Arrestation d'un gréviste (1949). Archives François Touchette.



[479]

Avec la fin de la guerre, les demandes de l'U.M.C. se font plus pressantes pour exiger du gouvernement canadien le maintien de la marine marchande. On s'inquiète de ce qui adviendra du transport maritime et du chômage qui s'annonce. Mackenzie King et C.D. Howe ne voyaient pas la nécessité d'une marine marchande canadienne, préférant laisser la place aux navires étrangers, principalement américains. Entre 1943 et 1949, les navires furent remis à l'entreprise privée, d'autres détruits. C'est ainsi que des 173 navires de haute mer que comptait la marine marchande canadienne en 1945, il n'en restait plus que 145 en 1949, et 77 en 1952. Non seulement cette demande d'une marine canadienne n'entrait pas dans les vues du gouvernement libéral mais les armateurs n'y trouvaient aucun intérêt : ils pouvaient obtenir plus facilement de la main-d'œuvre à bon marché pour des bateaux non canadiens et pouvaient échapper aux mesures de sécurité qui ne s'appliquaient qu'aux navires d'ici.

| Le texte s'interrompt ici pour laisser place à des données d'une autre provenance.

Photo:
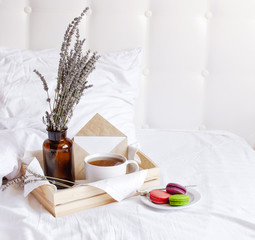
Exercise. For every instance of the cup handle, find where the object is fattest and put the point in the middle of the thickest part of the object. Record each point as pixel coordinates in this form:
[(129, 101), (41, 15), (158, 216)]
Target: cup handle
[(134, 163)]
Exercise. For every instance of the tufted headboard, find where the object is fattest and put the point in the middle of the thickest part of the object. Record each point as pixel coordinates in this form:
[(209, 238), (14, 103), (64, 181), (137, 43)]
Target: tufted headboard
[(198, 55)]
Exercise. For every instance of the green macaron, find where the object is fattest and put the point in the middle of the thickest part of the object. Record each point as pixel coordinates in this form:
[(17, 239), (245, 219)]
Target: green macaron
[(178, 199)]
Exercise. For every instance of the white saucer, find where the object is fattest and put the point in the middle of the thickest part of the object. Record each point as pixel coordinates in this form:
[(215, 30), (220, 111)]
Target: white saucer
[(194, 197)]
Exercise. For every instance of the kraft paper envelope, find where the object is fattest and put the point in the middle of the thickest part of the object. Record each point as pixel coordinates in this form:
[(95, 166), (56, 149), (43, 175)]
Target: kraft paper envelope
[(97, 136)]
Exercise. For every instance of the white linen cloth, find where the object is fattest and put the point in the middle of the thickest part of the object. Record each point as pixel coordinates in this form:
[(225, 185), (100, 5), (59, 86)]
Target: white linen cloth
[(221, 164), (118, 188)]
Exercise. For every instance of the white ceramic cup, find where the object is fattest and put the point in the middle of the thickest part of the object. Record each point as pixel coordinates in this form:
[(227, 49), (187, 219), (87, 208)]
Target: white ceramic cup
[(94, 173)]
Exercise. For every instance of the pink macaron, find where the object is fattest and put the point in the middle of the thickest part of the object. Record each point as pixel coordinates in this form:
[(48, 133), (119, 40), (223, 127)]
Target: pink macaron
[(174, 188), (159, 196)]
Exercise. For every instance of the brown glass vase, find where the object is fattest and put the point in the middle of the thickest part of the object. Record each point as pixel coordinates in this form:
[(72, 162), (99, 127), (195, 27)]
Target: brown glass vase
[(58, 158)]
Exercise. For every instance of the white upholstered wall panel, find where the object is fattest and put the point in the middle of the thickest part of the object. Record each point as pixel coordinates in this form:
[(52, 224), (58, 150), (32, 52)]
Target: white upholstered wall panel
[(199, 55)]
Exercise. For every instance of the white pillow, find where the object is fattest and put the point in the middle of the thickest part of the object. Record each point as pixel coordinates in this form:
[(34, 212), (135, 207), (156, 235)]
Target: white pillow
[(23, 100)]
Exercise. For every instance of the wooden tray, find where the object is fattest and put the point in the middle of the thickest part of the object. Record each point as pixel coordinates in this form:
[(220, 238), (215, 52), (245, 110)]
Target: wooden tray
[(67, 201)]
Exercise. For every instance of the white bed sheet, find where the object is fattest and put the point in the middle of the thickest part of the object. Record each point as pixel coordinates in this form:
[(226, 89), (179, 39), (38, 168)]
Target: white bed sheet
[(220, 163)]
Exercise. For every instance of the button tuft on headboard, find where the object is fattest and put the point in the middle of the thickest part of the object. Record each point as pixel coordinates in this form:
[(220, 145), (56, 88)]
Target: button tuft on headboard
[(146, 72), (205, 73), (208, 15), (27, 9), (89, 12)]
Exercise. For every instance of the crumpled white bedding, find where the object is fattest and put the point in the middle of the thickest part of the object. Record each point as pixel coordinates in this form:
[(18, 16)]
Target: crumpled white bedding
[(221, 164)]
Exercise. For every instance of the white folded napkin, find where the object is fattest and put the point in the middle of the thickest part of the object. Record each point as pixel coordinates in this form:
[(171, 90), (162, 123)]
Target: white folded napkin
[(118, 188)]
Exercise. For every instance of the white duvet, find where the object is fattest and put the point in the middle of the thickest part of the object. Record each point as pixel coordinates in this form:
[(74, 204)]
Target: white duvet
[(221, 164)]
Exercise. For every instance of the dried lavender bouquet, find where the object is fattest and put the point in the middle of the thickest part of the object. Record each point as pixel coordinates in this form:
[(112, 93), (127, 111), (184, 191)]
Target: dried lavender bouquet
[(73, 71)]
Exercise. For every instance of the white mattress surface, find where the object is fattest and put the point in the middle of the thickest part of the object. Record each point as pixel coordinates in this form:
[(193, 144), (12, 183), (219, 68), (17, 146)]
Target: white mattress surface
[(221, 164)]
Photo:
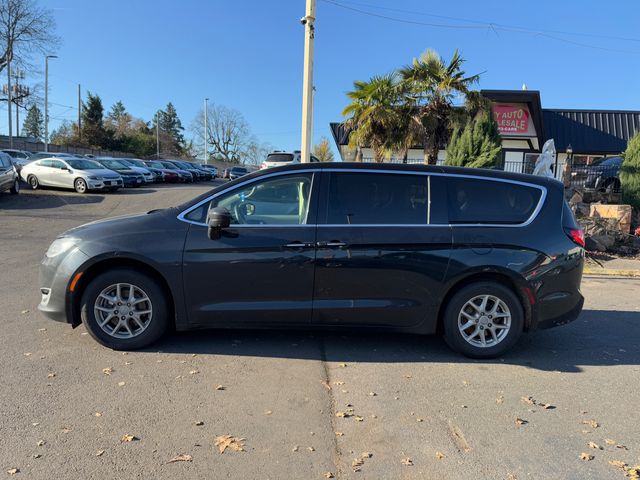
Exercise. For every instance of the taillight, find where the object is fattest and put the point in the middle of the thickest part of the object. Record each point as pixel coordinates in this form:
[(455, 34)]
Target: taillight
[(576, 235)]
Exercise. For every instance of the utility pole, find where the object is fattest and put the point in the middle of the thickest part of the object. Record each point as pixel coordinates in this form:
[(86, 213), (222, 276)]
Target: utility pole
[(79, 114), (9, 101), (46, 101), (206, 150), (307, 84), (158, 134)]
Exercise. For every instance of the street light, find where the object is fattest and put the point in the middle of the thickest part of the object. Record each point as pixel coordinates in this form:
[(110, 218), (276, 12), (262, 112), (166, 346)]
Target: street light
[(206, 153), (46, 101)]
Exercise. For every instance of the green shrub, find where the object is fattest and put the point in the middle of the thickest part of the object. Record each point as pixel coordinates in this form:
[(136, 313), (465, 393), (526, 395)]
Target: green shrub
[(630, 173)]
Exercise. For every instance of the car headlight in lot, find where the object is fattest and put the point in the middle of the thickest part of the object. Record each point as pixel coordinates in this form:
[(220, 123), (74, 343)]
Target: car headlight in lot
[(61, 245)]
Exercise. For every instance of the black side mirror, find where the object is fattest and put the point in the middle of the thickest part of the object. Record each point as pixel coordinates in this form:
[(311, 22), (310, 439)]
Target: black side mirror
[(218, 218)]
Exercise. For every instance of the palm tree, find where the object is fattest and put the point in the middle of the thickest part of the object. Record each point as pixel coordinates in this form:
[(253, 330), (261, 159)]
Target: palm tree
[(432, 85), (376, 116)]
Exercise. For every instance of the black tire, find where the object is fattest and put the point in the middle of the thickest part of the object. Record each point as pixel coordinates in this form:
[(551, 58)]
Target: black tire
[(158, 321), (80, 185), (33, 182), (454, 337)]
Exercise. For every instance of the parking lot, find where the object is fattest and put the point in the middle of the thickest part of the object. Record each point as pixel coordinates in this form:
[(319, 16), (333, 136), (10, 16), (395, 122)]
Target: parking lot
[(307, 404)]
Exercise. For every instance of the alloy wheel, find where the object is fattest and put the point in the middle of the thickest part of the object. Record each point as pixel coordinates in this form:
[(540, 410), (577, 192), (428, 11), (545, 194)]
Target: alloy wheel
[(484, 321), (123, 310)]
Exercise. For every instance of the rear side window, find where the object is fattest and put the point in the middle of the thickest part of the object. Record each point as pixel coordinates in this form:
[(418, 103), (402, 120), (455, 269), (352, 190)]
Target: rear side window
[(477, 201), (376, 198)]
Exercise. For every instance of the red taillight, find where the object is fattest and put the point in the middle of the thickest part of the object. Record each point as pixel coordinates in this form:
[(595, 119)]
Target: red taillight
[(576, 235)]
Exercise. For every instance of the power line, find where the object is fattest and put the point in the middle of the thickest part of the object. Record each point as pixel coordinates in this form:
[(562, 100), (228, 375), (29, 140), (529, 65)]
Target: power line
[(483, 26)]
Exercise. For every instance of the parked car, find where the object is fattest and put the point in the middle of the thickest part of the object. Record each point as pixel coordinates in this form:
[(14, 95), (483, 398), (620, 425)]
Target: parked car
[(9, 179), (130, 177), (602, 175), (20, 158), (280, 159), (183, 175), (212, 168), (237, 172), (79, 174), (480, 255), (169, 176)]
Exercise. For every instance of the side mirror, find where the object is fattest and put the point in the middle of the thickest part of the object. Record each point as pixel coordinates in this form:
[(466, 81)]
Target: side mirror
[(218, 218)]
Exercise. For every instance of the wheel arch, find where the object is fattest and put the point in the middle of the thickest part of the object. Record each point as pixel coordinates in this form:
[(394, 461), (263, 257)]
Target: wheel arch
[(517, 286), (104, 264)]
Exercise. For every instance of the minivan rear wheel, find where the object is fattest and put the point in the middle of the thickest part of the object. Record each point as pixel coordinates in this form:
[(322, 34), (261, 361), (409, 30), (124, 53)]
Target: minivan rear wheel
[(124, 310), (483, 320)]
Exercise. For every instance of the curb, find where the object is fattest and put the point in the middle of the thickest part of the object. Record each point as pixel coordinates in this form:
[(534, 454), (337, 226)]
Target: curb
[(611, 272)]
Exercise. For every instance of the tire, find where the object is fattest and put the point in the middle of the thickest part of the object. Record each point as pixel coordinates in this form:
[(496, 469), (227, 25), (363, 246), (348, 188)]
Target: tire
[(508, 311), (130, 333), (80, 185), (33, 182)]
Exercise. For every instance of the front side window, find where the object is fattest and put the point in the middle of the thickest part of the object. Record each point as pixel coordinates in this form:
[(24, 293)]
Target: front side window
[(478, 201), (281, 200), (356, 198)]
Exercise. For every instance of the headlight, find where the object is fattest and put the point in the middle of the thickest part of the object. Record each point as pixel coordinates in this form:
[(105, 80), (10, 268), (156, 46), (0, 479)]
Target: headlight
[(61, 245)]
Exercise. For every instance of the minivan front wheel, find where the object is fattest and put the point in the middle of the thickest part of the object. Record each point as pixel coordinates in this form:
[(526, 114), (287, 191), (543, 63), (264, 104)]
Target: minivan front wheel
[(483, 320), (124, 310)]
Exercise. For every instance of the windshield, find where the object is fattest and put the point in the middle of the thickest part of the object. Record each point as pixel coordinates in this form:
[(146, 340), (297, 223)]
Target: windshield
[(84, 164), (280, 157)]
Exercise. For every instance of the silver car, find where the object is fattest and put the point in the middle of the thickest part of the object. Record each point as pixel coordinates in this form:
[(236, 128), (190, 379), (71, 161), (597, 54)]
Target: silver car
[(79, 174)]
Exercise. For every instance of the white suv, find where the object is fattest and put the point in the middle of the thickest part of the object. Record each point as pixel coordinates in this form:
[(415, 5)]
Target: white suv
[(279, 159)]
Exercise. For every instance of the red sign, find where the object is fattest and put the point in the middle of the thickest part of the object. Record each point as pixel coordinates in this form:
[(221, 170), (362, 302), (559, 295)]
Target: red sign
[(511, 118)]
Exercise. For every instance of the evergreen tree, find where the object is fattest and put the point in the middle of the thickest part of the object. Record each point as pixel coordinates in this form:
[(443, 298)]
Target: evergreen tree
[(93, 131), (34, 123), (477, 144), (630, 173)]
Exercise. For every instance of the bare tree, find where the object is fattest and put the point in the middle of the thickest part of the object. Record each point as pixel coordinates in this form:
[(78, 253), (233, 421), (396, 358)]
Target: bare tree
[(25, 29), (228, 132)]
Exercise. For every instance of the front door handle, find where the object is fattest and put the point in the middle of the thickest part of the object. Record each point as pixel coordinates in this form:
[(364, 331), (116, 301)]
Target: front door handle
[(332, 244)]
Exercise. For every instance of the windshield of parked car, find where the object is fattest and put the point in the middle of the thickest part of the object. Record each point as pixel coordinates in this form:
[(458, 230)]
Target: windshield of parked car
[(84, 164)]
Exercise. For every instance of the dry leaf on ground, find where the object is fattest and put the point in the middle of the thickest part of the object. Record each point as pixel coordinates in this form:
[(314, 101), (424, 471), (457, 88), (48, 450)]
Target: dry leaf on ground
[(228, 441), (183, 457)]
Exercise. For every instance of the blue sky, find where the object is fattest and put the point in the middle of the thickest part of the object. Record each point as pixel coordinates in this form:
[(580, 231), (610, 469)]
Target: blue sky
[(247, 54)]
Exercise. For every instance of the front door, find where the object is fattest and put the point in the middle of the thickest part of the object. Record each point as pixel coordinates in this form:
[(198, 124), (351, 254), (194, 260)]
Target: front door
[(383, 249), (260, 271)]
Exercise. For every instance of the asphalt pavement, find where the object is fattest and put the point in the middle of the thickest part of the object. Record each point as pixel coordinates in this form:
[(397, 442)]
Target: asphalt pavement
[(303, 404)]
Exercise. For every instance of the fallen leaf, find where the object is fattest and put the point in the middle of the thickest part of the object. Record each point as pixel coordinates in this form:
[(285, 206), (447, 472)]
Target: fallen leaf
[(227, 441), (183, 457), (520, 421)]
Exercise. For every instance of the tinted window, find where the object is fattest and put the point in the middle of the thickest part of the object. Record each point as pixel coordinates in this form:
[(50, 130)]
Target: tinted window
[(486, 201), (282, 200), (376, 198)]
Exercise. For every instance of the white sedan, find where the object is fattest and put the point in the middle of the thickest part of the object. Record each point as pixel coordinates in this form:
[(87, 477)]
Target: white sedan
[(79, 174)]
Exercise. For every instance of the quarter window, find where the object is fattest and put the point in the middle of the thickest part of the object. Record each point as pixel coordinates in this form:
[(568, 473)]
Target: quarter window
[(477, 201), (281, 200), (356, 198)]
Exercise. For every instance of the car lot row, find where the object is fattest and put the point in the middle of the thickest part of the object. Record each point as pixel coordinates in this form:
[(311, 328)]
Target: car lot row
[(83, 174)]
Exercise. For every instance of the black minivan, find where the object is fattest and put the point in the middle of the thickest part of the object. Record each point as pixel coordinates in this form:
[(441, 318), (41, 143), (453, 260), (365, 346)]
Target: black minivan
[(477, 255)]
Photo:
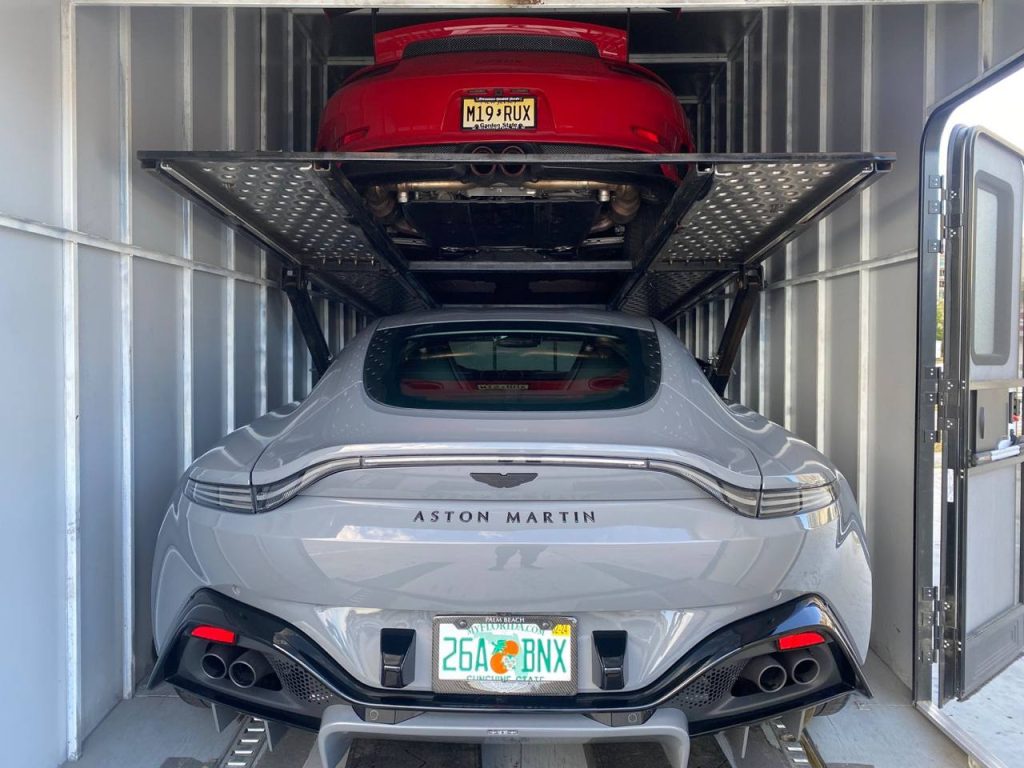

À son 6e congrès en mars 1946, l'U.M.C. exprime ses deux grands objectifs : la journée de huit heures et le salaire minimum de 50 cents l'heure. En mars et avril 1946, une grande campagne est faite pour populariser ces demandes : « Enterrons la semaine de 84 heures ! », « Non à la journée de 12 heures ! » Le 16 mai le Searchlight annonce les résultats d'un vote de grève pour obtenir la journée de 8 heures sur mer et sur les lacs. Cet objectif sera réduit par la suite à 48 heures sur mer et 40 heures amarré.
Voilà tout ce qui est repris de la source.